Itulah “maengket”. Ritual, tarian dan nyanyian bersama mengingat kerja keras mulai dari membuka ladang, menyemai, menanam dan memelihara tanaman padi. Semua itu dihayati sebagai upaya melanjutkan kehidupan bersama komunitas.
Para penari dengan penuh penghayatan menyanyikan syair-syair ini:
Wailan si Rumengan ne patombokan am bene e owei.
la un engket ni Rumengan ne patombokan am bene e owei
Si Empung Maajangbene e patombokan am bene e owei.
Poipojan rindengannomei e patombokan am bene e benei.
Wanam bua ang kaimio e patombokan am bene e owei
Wen kamijmengupumo e patombokan am bene e owei…..

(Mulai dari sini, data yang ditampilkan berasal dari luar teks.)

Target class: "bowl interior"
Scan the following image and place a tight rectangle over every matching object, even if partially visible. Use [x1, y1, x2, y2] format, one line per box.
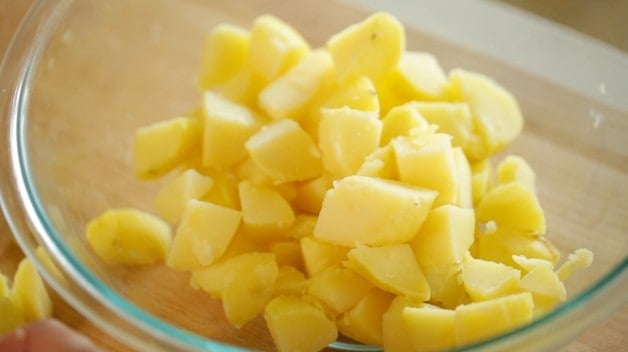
[15, 0, 628, 350]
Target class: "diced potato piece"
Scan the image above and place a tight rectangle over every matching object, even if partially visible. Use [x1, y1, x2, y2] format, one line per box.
[217, 67, 265, 108]
[512, 254, 554, 272]
[201, 170, 240, 209]
[477, 228, 559, 267]
[412, 205, 475, 267]
[245, 118, 322, 183]
[271, 241, 304, 270]
[403, 305, 456, 351]
[221, 252, 279, 327]
[497, 155, 536, 192]
[454, 147, 473, 208]
[154, 169, 214, 224]
[393, 133, 458, 206]
[308, 266, 373, 317]
[376, 78, 406, 115]
[422, 264, 468, 309]
[86, 208, 172, 265]
[202, 91, 262, 169]
[249, 15, 310, 84]
[314, 175, 437, 247]
[264, 295, 337, 352]
[327, 12, 405, 82]
[477, 181, 546, 234]
[414, 102, 474, 152]
[273, 266, 309, 297]
[380, 103, 430, 146]
[470, 158, 492, 204]
[336, 288, 395, 346]
[389, 52, 449, 101]
[454, 292, 534, 346]
[449, 69, 523, 161]
[300, 236, 350, 277]
[0, 296, 24, 335]
[346, 244, 430, 301]
[461, 254, 521, 301]
[284, 214, 318, 240]
[323, 76, 379, 113]
[382, 296, 420, 352]
[292, 175, 333, 214]
[517, 259, 565, 304]
[556, 248, 593, 281]
[356, 144, 398, 180]
[9, 258, 52, 323]
[167, 200, 241, 270]
[238, 180, 295, 240]
[260, 50, 334, 120]
[199, 24, 250, 89]
[135, 116, 200, 179]
[318, 107, 382, 178]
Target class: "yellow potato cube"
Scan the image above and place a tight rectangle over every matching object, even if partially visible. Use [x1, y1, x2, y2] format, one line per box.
[449, 68, 523, 161]
[238, 180, 295, 241]
[515, 256, 565, 310]
[264, 295, 337, 352]
[292, 175, 333, 214]
[454, 147, 473, 208]
[272, 266, 309, 297]
[356, 144, 398, 180]
[216, 67, 265, 108]
[271, 241, 304, 270]
[412, 204, 475, 268]
[477, 227, 559, 267]
[336, 288, 395, 346]
[318, 107, 382, 178]
[300, 236, 350, 277]
[249, 15, 310, 84]
[0, 273, 26, 334]
[134, 116, 201, 179]
[284, 214, 318, 240]
[9, 258, 52, 323]
[202, 91, 262, 169]
[389, 51, 449, 101]
[393, 133, 458, 206]
[422, 264, 468, 309]
[154, 169, 214, 224]
[314, 175, 437, 247]
[323, 75, 379, 113]
[308, 266, 373, 317]
[382, 296, 421, 352]
[327, 12, 405, 82]
[461, 254, 521, 301]
[200, 170, 240, 209]
[477, 181, 546, 234]
[414, 102, 475, 151]
[86, 208, 172, 265]
[167, 200, 242, 270]
[245, 118, 322, 183]
[346, 244, 430, 301]
[470, 158, 492, 204]
[199, 24, 250, 89]
[454, 292, 534, 346]
[380, 103, 430, 146]
[221, 252, 279, 327]
[497, 155, 536, 192]
[259, 50, 334, 120]
[556, 248, 593, 281]
[403, 305, 456, 351]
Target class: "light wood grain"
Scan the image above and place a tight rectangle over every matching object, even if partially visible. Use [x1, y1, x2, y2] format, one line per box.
[1, 1, 626, 351]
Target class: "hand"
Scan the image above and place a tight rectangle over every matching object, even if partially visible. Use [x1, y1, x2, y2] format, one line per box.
[0, 319, 102, 352]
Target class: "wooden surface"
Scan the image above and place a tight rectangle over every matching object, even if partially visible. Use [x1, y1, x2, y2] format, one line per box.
[1, 0, 626, 351]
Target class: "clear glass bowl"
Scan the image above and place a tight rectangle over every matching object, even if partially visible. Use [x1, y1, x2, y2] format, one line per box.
[0, 0, 626, 351]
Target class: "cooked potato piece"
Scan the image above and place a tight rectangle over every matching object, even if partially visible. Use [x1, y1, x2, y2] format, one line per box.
[380, 103, 430, 146]
[0, 296, 24, 335]
[470, 158, 492, 204]
[307, 266, 373, 317]
[167, 200, 241, 270]
[272, 266, 309, 297]
[453, 148, 473, 208]
[265, 295, 338, 352]
[356, 144, 398, 180]
[414, 102, 475, 153]
[346, 244, 430, 301]
[389, 52, 449, 101]
[422, 264, 467, 309]
[10, 258, 52, 323]
[336, 288, 395, 346]
[199, 24, 250, 89]
[271, 241, 304, 270]
[300, 236, 349, 277]
[314, 175, 437, 247]
[497, 155, 536, 192]
[382, 296, 421, 352]
[134, 116, 200, 179]
[318, 107, 382, 178]
[154, 169, 214, 224]
[323, 75, 379, 113]
[461, 253, 521, 301]
[86, 208, 172, 265]
[238, 180, 295, 240]
[403, 305, 456, 351]
[249, 15, 310, 84]
[327, 12, 405, 82]
[245, 119, 322, 183]
[292, 175, 333, 214]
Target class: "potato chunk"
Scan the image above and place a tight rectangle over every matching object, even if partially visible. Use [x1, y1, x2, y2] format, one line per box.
[314, 175, 437, 247]
[199, 24, 250, 89]
[403, 305, 456, 351]
[154, 169, 214, 224]
[327, 12, 405, 82]
[265, 295, 337, 352]
[308, 266, 373, 317]
[461, 254, 521, 301]
[86, 208, 172, 265]
[167, 200, 241, 270]
[9, 258, 52, 323]
[238, 180, 295, 239]
[300, 236, 349, 277]
[336, 288, 395, 346]
[389, 51, 449, 101]
[245, 119, 322, 183]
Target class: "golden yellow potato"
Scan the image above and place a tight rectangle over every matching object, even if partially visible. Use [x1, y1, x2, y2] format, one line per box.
[307, 266, 373, 317]
[403, 305, 456, 351]
[389, 51, 449, 101]
[9, 258, 52, 323]
[336, 288, 395, 346]
[300, 236, 349, 277]
[461, 253, 521, 301]
[199, 24, 250, 89]
[154, 168, 214, 224]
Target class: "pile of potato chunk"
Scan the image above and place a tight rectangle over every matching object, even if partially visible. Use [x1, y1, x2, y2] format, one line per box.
[86, 12, 592, 352]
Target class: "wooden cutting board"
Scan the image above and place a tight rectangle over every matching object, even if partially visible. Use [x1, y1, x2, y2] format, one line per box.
[1, 0, 626, 351]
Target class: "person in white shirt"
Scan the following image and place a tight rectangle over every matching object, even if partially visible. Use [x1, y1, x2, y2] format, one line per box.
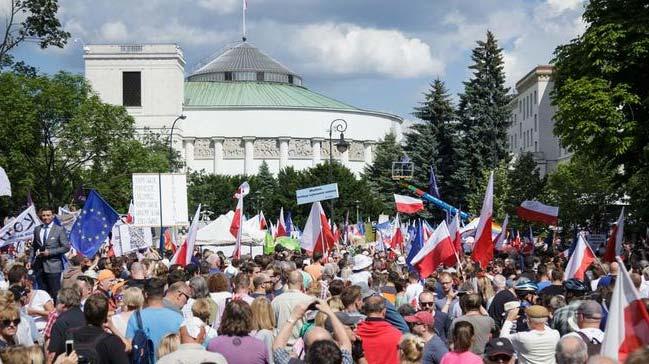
[404, 271, 423, 307]
[500, 305, 560, 364]
[157, 317, 227, 364]
[563, 300, 604, 344]
[348, 255, 372, 286]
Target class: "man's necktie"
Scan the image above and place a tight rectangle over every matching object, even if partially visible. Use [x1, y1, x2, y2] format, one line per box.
[43, 225, 49, 243]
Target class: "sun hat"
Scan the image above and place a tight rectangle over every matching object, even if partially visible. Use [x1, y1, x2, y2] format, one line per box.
[525, 305, 550, 318]
[181, 316, 205, 339]
[352, 254, 372, 271]
[97, 269, 116, 282]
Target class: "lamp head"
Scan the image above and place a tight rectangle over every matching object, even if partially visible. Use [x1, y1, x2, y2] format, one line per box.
[335, 132, 349, 154]
[179, 114, 187, 120]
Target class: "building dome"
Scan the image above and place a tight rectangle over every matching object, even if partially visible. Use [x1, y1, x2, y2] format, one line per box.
[187, 42, 302, 86]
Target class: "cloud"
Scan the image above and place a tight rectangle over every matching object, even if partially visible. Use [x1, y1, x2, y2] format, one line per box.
[100, 21, 128, 41]
[197, 0, 251, 14]
[287, 23, 443, 78]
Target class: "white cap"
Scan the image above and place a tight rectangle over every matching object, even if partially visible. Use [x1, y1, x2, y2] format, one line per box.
[181, 316, 205, 339]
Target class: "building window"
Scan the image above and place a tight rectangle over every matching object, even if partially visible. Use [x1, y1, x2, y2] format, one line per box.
[122, 71, 141, 107]
[288, 74, 294, 84]
[256, 72, 264, 81]
[534, 90, 537, 104]
[534, 114, 537, 131]
[224, 72, 233, 81]
[535, 141, 538, 152]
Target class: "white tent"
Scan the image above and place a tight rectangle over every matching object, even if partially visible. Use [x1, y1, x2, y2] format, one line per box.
[195, 211, 266, 246]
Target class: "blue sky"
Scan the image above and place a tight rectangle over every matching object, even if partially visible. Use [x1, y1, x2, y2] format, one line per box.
[8, 0, 586, 120]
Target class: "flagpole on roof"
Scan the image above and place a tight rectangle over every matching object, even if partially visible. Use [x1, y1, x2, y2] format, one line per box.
[242, 0, 247, 41]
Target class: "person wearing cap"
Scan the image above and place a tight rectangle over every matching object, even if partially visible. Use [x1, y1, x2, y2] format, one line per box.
[563, 300, 604, 353]
[94, 269, 117, 313]
[483, 338, 515, 364]
[349, 254, 373, 286]
[158, 317, 227, 364]
[355, 295, 403, 364]
[500, 305, 560, 364]
[404, 311, 448, 364]
[324, 311, 365, 363]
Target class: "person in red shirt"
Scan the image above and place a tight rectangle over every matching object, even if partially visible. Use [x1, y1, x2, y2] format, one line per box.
[355, 295, 402, 364]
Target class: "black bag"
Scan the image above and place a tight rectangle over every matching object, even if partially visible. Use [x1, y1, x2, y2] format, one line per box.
[74, 332, 109, 364]
[576, 331, 602, 357]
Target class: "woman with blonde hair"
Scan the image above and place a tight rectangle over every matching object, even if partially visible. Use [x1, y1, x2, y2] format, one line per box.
[157, 332, 180, 359]
[192, 298, 218, 342]
[111, 286, 144, 337]
[250, 297, 276, 363]
[399, 334, 425, 364]
[0, 345, 46, 364]
[0, 304, 21, 349]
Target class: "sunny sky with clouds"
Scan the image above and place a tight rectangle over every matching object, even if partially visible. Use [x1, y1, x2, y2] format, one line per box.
[8, 0, 587, 120]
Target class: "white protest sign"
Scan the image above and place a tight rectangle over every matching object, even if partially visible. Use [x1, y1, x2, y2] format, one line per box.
[111, 221, 153, 256]
[0, 205, 41, 247]
[132, 173, 189, 227]
[296, 183, 339, 205]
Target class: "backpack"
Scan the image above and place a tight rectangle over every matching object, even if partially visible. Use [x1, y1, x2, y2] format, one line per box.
[74, 331, 108, 364]
[576, 331, 602, 357]
[130, 310, 154, 364]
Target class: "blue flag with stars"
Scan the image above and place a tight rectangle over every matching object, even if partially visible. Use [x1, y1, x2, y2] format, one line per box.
[69, 190, 120, 257]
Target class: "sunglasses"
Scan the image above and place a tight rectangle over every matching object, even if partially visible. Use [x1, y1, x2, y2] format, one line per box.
[420, 301, 435, 307]
[1, 319, 20, 327]
[488, 354, 512, 363]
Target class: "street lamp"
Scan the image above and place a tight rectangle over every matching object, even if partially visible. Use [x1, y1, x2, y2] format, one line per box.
[168, 114, 187, 172]
[328, 118, 348, 230]
[354, 200, 360, 223]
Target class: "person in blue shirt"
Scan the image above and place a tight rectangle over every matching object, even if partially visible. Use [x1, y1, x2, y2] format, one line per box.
[125, 278, 184, 361]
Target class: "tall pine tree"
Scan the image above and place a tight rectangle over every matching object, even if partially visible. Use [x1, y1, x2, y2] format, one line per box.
[456, 31, 511, 200]
[363, 131, 403, 213]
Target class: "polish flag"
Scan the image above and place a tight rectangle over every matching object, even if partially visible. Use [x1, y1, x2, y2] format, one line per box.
[564, 234, 595, 281]
[516, 200, 559, 225]
[494, 214, 509, 251]
[448, 211, 462, 254]
[411, 221, 456, 278]
[259, 210, 267, 230]
[170, 204, 201, 266]
[389, 214, 404, 250]
[600, 257, 649, 362]
[603, 207, 625, 263]
[422, 220, 434, 241]
[230, 182, 249, 259]
[472, 172, 494, 269]
[126, 200, 135, 224]
[276, 207, 287, 237]
[394, 194, 424, 214]
[300, 202, 335, 255]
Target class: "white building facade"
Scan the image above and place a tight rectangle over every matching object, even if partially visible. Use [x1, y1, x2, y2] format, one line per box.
[506, 65, 571, 176]
[83, 42, 402, 176]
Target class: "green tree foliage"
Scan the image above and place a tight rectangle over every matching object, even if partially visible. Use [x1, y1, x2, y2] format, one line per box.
[457, 31, 512, 200]
[551, 0, 649, 222]
[0, 0, 70, 67]
[467, 162, 510, 224]
[363, 132, 404, 213]
[0, 71, 175, 218]
[542, 155, 620, 232]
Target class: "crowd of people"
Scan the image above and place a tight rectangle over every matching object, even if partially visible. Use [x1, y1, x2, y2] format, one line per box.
[1, 209, 649, 363]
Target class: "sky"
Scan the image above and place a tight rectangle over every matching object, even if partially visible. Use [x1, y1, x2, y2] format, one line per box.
[7, 0, 587, 121]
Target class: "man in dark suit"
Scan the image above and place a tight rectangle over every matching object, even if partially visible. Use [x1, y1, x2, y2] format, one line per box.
[29, 207, 70, 299]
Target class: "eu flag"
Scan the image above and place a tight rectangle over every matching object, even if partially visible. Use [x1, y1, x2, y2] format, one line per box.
[428, 165, 440, 199]
[69, 190, 119, 257]
[406, 220, 424, 272]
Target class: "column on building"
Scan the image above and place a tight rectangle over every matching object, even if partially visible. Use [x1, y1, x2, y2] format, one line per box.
[311, 138, 323, 165]
[243, 136, 255, 175]
[363, 141, 374, 165]
[278, 137, 290, 170]
[183, 138, 195, 172]
[212, 137, 224, 174]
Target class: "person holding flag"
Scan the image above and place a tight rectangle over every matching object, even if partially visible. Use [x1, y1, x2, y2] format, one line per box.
[229, 182, 250, 259]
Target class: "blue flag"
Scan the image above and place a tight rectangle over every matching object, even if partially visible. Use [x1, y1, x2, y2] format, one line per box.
[428, 165, 440, 198]
[285, 211, 293, 236]
[69, 190, 119, 257]
[406, 220, 424, 272]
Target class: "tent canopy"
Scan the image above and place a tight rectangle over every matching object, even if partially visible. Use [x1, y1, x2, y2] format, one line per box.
[196, 211, 266, 246]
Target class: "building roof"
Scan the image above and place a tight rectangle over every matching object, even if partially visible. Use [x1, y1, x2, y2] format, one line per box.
[188, 42, 299, 81]
[183, 81, 359, 111]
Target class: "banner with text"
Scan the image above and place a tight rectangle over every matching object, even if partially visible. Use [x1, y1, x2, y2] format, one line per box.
[132, 173, 189, 227]
[296, 183, 339, 205]
[0, 205, 41, 247]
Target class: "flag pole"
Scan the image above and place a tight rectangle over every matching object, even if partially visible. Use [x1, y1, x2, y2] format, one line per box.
[242, 0, 247, 41]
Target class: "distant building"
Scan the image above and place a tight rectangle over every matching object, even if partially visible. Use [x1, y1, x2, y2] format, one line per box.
[506, 65, 571, 176]
[83, 42, 402, 176]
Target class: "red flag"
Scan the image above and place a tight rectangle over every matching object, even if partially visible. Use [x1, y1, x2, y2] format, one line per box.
[563, 235, 595, 281]
[300, 202, 335, 255]
[229, 182, 249, 259]
[394, 194, 424, 214]
[516, 200, 558, 225]
[448, 211, 462, 254]
[126, 200, 135, 224]
[411, 221, 456, 278]
[603, 207, 624, 263]
[170, 204, 201, 266]
[276, 207, 287, 237]
[389, 214, 404, 250]
[601, 258, 649, 362]
[259, 210, 267, 230]
[472, 172, 494, 269]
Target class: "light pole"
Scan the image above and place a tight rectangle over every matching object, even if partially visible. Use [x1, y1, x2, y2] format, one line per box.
[354, 200, 360, 223]
[168, 114, 187, 172]
[328, 119, 349, 230]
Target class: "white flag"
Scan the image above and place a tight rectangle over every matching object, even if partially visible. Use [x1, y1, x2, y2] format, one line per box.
[0, 166, 10, 197]
[0, 205, 41, 247]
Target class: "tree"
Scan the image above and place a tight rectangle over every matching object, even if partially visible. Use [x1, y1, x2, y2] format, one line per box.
[505, 153, 546, 227]
[363, 132, 404, 213]
[1, 0, 70, 67]
[457, 31, 512, 198]
[551, 0, 649, 223]
[249, 160, 277, 214]
[467, 161, 510, 223]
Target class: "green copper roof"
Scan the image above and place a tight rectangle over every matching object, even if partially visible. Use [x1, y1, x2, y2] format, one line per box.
[183, 81, 358, 111]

Nama-nama leluhur primordial (wailan, empung, opo) disebut untuk untuk menyatakan syukur atas panen padi (bene, wene). Padi yang dimasak lalu dimakan dalam bentuk nasi dihayati sebagai pemberian semesta. Kehidupan sebagai “tou” terintegrasi dengan “wanua/roong”, dan semua terhubung dengan sejarah kehidupan bersama sejak zaman leluhur. Sumber-sumber kehidupan berasal dari “uma” (ladang, kebun), “talun” (hutan), dan “laur” (sungai, danau, laut).
Kehidupan leluhur ini adalah serba religius. Karena padi dihayati pemberian dari Yang Ilahi melalui para leluhur dan kebersamaan komunitas, maka panen padi baru adalah ritual merayakan kehidupan bersama. Kehidupan yang terus berlanjut disebabkan oleh adanya relasi resiprokal (mapalus) bukan transaksional.
Saya kira itulah makna kultural religius pada apa yang kemudian disebut pesta rakyat “pangucapan syukur” kini. Suatu cara atau bentuk penghayatan iman atas berkat kehidupan yang berakar pada kesadaran otentik keminahasaan tentang bagaimana kehidupan berkaum dimulai, bagaimana mengembangan dan memeliharanya. Kerja bersama untuk memperoleh hasil dihayati sebagai akibat dari adanya praktik hidup “bermapalus”.